Pfizer reported 170 infections (162 in the placebo group) in some 41,000 participants. Moderna to date, has reported it had 95 cases (90 in the placebo group) in 30,000 participants.

The protocols, which are similar for the Pfizer trial and the five COVID-19 vaccines that are part of Warp Speed, will take an eventual look at asymptomatic transmission, said Marston. The studies are also conducting blood draws on participants to determine whether they have antigens that aren’t in the vaccine — which would indicate a potential infection at some point.

Corey said the studies aren’t designed to assess transmission.
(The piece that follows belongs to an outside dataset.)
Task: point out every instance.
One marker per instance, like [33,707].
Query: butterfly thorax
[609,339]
They “don’t ask that question and there’s really no information on this at this point in time,” he said during the APHA/NAM briefing.

“We don’t know what’s the level of nasal carriage that’s required for infection, and the duration of that, and what the vaccine does on that,” he said. “It’s an important question,” especially given that polls have shown a reluctance of many Americans to get vaccinated when a COVID-19 shot becomes available.

NIH Director Francis Collins, MD, told health reporters at the AHCJ event that it will take 80% coverage to get to herd immunity, and that is not likely to happen until summer 2021, “if all goes well,” he said, adding that it depends on Americans getting the vaccine.

“One of the greatest tragedies you can imagine in our technological society would be if the science says we can get there, and we have the doses, and a significant proportion of Americans turn them down, and then this epidemic goes on and on and on,” he said. “I dearly hope that’s not what we’re looking at.”